Optimize some matrix multiply for projection matrix + Orthographic reflection

[platform/core/uifw/dali-core.git] / dali / internal / common / matrix-utils.cpp
diff --git a/dali/internal/common/matrix-utils.cpp b/dali/internal/common/matrix-utils.cpp

index ce2eb1f..e5c7566 100644 (file)
--- a/dali/internal/common/matrix-utils.cpp
+++ b/dali/internal/common/matrix-utils.cpp
@@ -1,5 +1,5 @@
  /*
- * Copyright (c) 2022 Samsung Electronics Co., Ltd.
+ * Copyright (c) 2023 Samsung Electronics Co., Ltd.
   *
   * Licensed under the Apache License, Version 2.0 (the "License");
   * you may not use this file except in compliance with the License.

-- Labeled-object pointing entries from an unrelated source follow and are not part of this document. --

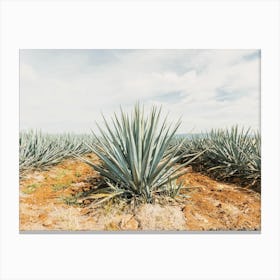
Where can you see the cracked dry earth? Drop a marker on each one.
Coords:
(48, 201)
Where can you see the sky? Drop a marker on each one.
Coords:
(66, 90)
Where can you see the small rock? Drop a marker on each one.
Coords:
(157, 217)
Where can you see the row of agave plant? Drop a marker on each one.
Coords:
(231, 154)
(141, 157)
(39, 150)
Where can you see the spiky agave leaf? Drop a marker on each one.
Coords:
(135, 151)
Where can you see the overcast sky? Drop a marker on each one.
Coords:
(65, 90)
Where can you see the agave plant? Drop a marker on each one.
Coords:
(135, 153)
(38, 150)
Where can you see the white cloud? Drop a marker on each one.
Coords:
(66, 90)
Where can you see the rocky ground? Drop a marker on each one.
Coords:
(56, 200)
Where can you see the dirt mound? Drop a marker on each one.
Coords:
(49, 201)
(157, 217)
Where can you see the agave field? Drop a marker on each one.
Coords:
(138, 160)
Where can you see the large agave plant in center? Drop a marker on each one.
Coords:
(135, 153)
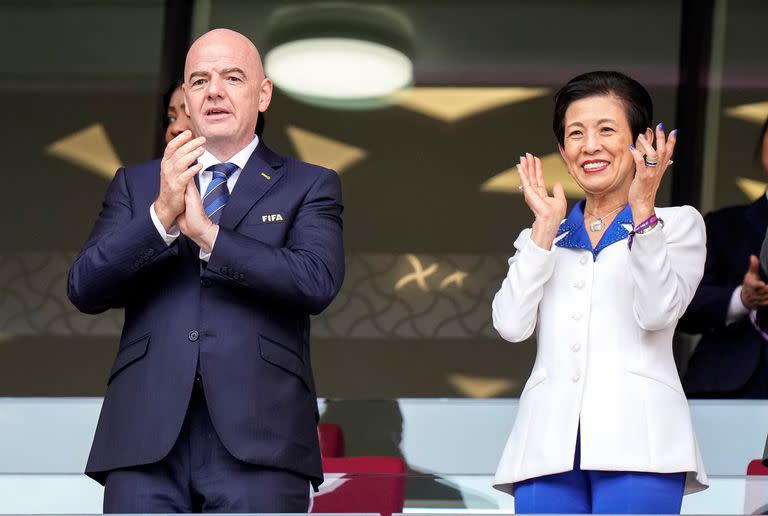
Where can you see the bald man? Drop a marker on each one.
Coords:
(219, 253)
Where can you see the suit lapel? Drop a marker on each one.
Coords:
(262, 172)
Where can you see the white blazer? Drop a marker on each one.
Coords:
(604, 360)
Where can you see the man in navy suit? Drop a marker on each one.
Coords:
(219, 253)
(730, 359)
(731, 303)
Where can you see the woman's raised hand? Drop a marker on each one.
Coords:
(548, 211)
(650, 165)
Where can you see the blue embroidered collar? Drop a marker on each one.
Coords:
(576, 234)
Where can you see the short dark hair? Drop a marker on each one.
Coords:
(637, 101)
(167, 100)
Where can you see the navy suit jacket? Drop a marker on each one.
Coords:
(727, 356)
(244, 318)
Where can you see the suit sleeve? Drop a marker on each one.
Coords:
(122, 245)
(667, 264)
(307, 272)
(515, 306)
(709, 308)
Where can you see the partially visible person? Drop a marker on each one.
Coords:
(176, 118)
(730, 360)
(603, 425)
(765, 453)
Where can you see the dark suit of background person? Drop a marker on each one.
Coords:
(235, 329)
(730, 361)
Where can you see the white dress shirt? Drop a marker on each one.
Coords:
(204, 178)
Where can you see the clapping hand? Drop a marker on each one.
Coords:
(548, 211)
(650, 165)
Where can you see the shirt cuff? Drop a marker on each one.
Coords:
(207, 256)
(173, 232)
(736, 309)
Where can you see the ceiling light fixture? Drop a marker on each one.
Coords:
(340, 55)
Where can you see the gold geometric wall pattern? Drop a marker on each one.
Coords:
(755, 112)
(751, 188)
(555, 171)
(89, 148)
(480, 386)
(321, 150)
(453, 104)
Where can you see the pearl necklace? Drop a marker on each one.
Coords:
(597, 223)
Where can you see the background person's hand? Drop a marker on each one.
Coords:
(548, 211)
(645, 185)
(754, 291)
(176, 173)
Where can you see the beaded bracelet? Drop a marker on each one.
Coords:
(643, 227)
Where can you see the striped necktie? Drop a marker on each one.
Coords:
(217, 193)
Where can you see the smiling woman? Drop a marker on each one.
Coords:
(602, 421)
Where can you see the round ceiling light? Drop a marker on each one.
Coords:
(341, 56)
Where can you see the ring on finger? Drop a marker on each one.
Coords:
(649, 162)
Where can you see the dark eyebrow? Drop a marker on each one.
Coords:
(601, 121)
(233, 69)
(198, 74)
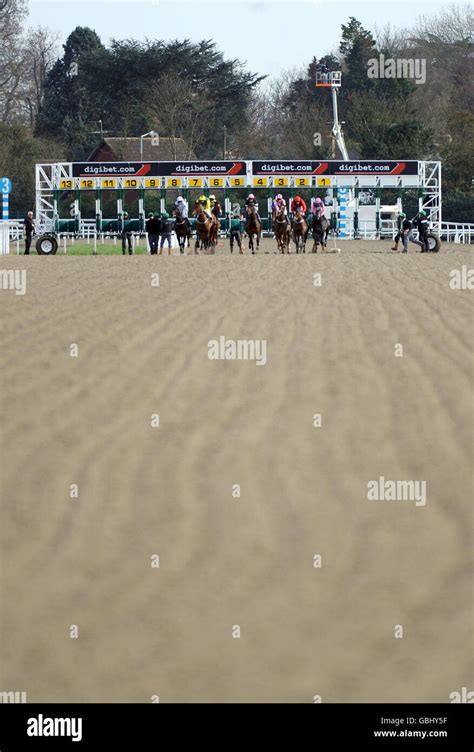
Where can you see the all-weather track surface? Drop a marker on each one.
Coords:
(227, 560)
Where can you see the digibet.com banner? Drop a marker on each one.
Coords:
(158, 169)
(309, 167)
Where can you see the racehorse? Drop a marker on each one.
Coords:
(204, 228)
(217, 212)
(300, 230)
(183, 230)
(253, 227)
(281, 227)
(320, 229)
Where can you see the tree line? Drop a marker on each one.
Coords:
(51, 100)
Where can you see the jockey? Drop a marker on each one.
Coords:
(213, 201)
(252, 201)
(181, 207)
(206, 205)
(317, 207)
(299, 204)
(278, 204)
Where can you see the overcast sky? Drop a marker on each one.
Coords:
(270, 36)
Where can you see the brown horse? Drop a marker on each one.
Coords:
(300, 230)
(320, 229)
(253, 227)
(281, 227)
(204, 228)
(182, 228)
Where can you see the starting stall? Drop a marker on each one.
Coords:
(81, 198)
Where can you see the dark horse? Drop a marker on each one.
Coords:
(320, 229)
(281, 226)
(217, 212)
(183, 230)
(300, 230)
(253, 227)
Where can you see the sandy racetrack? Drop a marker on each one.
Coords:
(228, 561)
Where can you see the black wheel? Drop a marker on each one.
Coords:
(46, 245)
(434, 243)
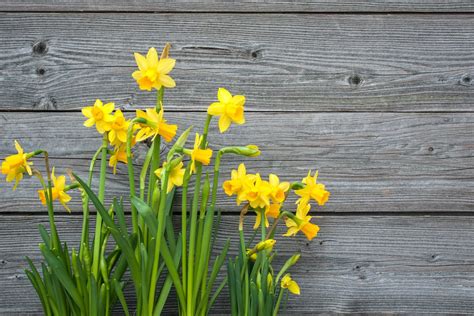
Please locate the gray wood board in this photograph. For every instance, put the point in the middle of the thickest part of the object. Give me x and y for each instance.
(381, 264)
(280, 62)
(242, 6)
(371, 162)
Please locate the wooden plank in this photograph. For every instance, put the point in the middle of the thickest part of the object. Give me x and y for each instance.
(242, 6)
(371, 162)
(381, 264)
(280, 62)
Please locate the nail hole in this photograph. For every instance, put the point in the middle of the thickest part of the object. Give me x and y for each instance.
(355, 80)
(40, 48)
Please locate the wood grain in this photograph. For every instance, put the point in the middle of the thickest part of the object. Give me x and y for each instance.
(388, 264)
(379, 162)
(241, 6)
(291, 62)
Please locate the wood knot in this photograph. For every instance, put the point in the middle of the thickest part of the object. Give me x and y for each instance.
(466, 80)
(40, 48)
(354, 80)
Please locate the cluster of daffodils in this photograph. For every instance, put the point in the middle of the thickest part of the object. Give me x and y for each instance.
(266, 198)
(88, 281)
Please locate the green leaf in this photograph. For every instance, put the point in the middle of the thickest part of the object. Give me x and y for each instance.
(61, 273)
(118, 291)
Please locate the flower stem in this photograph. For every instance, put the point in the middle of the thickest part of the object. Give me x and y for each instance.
(98, 223)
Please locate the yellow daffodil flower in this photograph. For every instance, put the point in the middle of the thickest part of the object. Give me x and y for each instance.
(239, 183)
(15, 165)
(301, 222)
(272, 210)
(278, 189)
(119, 155)
(312, 190)
(259, 192)
(156, 125)
(175, 177)
(59, 185)
(288, 283)
(198, 154)
(118, 129)
(153, 72)
(100, 115)
(229, 108)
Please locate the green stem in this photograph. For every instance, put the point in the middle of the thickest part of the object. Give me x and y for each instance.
(98, 223)
(158, 240)
(85, 207)
(192, 230)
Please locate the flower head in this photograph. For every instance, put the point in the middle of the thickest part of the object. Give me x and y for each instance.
(312, 190)
(175, 177)
(278, 188)
(198, 154)
(272, 210)
(258, 193)
(15, 165)
(288, 283)
(156, 125)
(239, 183)
(302, 221)
(58, 190)
(229, 108)
(100, 115)
(118, 129)
(153, 72)
(119, 155)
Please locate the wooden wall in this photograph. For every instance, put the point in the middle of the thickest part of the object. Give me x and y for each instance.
(378, 95)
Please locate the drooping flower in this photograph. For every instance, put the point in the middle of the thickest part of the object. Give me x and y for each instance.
(175, 177)
(153, 72)
(119, 155)
(288, 283)
(156, 125)
(312, 190)
(278, 188)
(201, 155)
(118, 129)
(258, 193)
(239, 183)
(302, 221)
(272, 210)
(14, 166)
(229, 109)
(58, 190)
(100, 115)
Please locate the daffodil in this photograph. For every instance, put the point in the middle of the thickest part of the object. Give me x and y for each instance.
(118, 129)
(100, 115)
(198, 154)
(153, 72)
(58, 190)
(312, 190)
(239, 183)
(272, 210)
(258, 193)
(229, 109)
(156, 125)
(175, 177)
(119, 155)
(15, 165)
(288, 283)
(302, 221)
(278, 188)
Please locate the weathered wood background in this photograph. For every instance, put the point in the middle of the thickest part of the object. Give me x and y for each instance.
(378, 95)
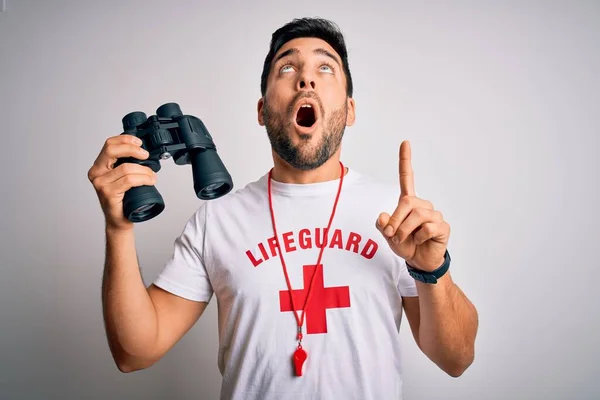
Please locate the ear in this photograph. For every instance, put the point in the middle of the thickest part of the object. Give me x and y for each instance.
(259, 110)
(351, 112)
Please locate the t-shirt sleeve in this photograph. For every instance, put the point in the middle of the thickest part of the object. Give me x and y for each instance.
(185, 273)
(406, 284)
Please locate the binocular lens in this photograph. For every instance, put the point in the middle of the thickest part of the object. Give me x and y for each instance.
(142, 203)
(211, 179)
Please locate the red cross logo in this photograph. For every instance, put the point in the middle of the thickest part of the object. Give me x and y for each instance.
(321, 299)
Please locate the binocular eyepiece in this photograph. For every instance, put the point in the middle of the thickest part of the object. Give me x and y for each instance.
(168, 134)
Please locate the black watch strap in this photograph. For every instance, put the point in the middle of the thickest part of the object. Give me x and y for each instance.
(430, 276)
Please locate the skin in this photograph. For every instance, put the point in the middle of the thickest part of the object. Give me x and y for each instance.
(143, 323)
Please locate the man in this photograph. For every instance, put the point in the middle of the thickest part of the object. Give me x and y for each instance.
(310, 273)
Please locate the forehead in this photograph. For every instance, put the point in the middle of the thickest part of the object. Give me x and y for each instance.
(305, 47)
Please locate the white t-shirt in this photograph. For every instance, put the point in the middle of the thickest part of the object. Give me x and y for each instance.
(351, 326)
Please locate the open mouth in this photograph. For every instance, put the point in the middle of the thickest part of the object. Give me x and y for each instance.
(306, 115)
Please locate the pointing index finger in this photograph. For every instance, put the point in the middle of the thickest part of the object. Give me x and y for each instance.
(407, 183)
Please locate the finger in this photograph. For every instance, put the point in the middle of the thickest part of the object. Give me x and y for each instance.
(416, 218)
(407, 185)
(431, 231)
(122, 170)
(405, 206)
(114, 148)
(125, 183)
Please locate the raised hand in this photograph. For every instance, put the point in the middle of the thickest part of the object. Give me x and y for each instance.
(415, 231)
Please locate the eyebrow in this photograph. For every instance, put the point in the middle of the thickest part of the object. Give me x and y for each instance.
(319, 51)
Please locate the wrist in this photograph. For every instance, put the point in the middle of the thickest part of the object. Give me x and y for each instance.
(432, 276)
(112, 230)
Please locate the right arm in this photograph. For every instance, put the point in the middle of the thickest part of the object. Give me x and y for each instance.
(141, 323)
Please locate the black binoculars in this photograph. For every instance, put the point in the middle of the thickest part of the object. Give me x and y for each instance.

@@ -256,7 +256,7 @@ void MultiplyProjectionMatrix(Dali::Matrix& result, const Dali::Matrix& lhs, con
    // Current NEON code is copy of Multiply.
  
    MATH_INCREASE_COUNTER(PerformanceMonitor::MATRIX_MULTIPLYS);
-  MATH_INCREASE_BY(PerformanceMonitor::FLOAT_POINT_MULTIPLY, 32); // 32 = 8*4
+  MATH_INCREASE_BY(PerformanceMonitor::FLOAT_POINT_MULTIPLY, 40); // 40 = 10*4
  
    float*       temp   = result.AsFloat();
    const float* rhsPtr = projection.AsFloat();
@@ -264,11 +264,13 @@ void MultiplyProjectionMatrix(Dali::Matrix& result, const Dali::Matrix& lhs, con
  
  #ifndef __ARM_NEON__
  
-  // We only use rhsPtr's 0, 1, 4, 5, 10, 11, 14, 15 index.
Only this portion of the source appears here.